In this section, we present an algorithm to estimate the top two answers  $\{(g_j, h_j)\}_{j=1}^m$  and the confusion probability vector  $\mathbf{q}$ . Our algorithm consists of two stages. In Stage 1, we compute an initial estimate of the top two answers and the confusion probability  $\mathbf{q}$ . In Stage 2, we estimate the worker reliability vector  $\mathbf{p}$  by using the result of the first stage, and use the estimated  $\mathbf{p}$  and  $\mathbf{q}$  to refine our estimates for the top two answers.
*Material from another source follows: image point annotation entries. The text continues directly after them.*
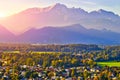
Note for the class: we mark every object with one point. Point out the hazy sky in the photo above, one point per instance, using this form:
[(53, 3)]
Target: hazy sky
[(8, 7)]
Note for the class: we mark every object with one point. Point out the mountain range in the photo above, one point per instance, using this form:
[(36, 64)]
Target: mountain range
[(62, 25), (63, 35), (61, 15)]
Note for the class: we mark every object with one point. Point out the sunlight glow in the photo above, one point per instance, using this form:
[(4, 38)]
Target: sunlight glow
[(2, 15)]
We randomly split the entries of the original response matrix  $\mathbf{A} \in \mathbb{R}^{n \times m}$  into  $\mathbf{A}^1 \in \mathbb{R}^{n \times m}$  and  $\mathbf{A}^2 \in \mathbb{R}^{n \times m}$  with probability  $s_1$  and  $1 - s_1$ , respectively, and use only  $\mathbf{A}^1$  for stage 1 and  $(\mathbf{A}^1, \mathbf{A}^2)$  for stage 2.

### 4.1. Stage 1: Initial estimates using SVD

The first stage of our algorithm is presented in Algorithm 1. In this stage, we use the data matrix  $\mathbf{A}^1 \in \mathbb{R}^{n \times m}$  to estimate the left singular vector  $\mathbf{p}^* := \mathbf{p} / \|\mathbf{p}\|_2$  and the scaled right singular vector  $\|\mathbf{p}\|_2 \mathbf{r}^{(k)}$  of  $\mathbb{E}[\mathbf{A}^{(k)}]$  for all  $k \in [K]$ , which are then used to infer both the top two answers and the confusion probability by using (2).
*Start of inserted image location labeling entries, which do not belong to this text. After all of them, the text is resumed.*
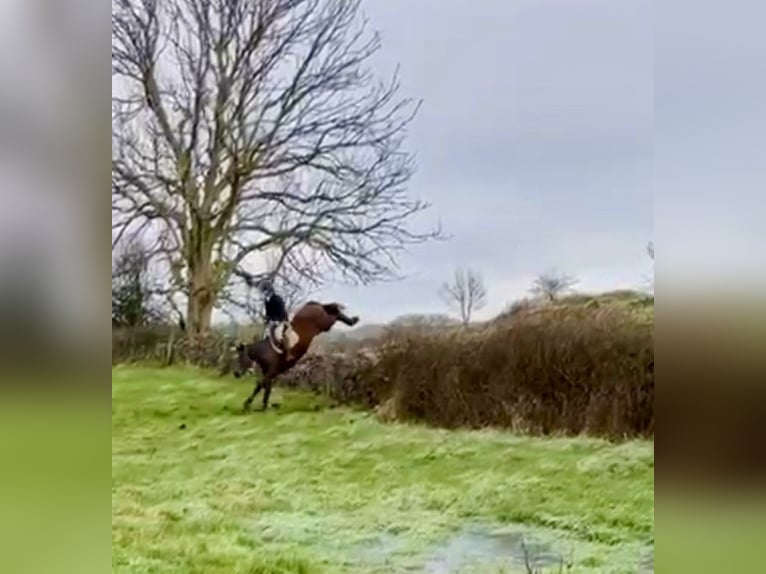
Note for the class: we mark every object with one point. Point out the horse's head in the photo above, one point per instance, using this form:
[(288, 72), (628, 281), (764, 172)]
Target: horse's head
[(242, 361)]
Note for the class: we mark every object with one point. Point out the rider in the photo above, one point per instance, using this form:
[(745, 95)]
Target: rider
[(276, 315)]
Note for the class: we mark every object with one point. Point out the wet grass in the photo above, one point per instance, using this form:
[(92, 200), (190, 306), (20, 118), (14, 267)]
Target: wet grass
[(199, 487)]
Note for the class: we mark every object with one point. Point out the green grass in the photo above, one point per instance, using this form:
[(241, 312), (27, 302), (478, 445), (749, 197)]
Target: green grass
[(307, 488)]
The first stage begins with randomly splitting the entries of  $\mathbf{A}^1 \in \mathbb{R}^{n \times m}$  again into two independent matrices  $\mathbf{B} \in \mathbb{R}^{n \times m}$  and  $\mathbf{C} \in \mathbb{R}^{n \times m}$  with equal probabilities. We then convert  $\mathbf{B}$  and  $\mathbf{C}$  into  $(K - 1)$ -binary matrices  $\mathbf{B}^{(k)}$  and  $\mathbf{C}^{(k)}$  for  $1 \leq k < K$ , defined as  $B_{ij}^{(k)} = -1$  if  $1 \leq B_{ij} \leq k$ ;  $B_{ij}^{(k)} = 1$  if  $k < B_{ij} \leq K$ ; and  $B_{ij}^{(k)} = 0$  if  $B_{ij} = 0$ , and similarly for  $\mathbf{C}^{(k)}$ . Define  $\mathbf{X}^{(k)}$  and  $\mathbf{Y}^{(k)}$  as  $\mathbf{X}^{(k)} := \mathbf{B}^{(k)} - \frac{s'(K-2k)}{K} \mathbb{1}_{n \times m}$  and  $\mathbf{Y}^{(k)} := \mathbf{C}^{(k)} - \frac{s'(K-2k)}{K} \mathbb{1}_{n \times m}$  for  $s' = s \cdot s_1 / 2$ . We have  $\mathbb{E}[\mathbf{X}^{(k)}] = \mathbb{E}[\mathbf{Y}^{(k)}] = s' \mathbf{p}(\mathbf{r}^{(k)})^\top$  from Proposition 1.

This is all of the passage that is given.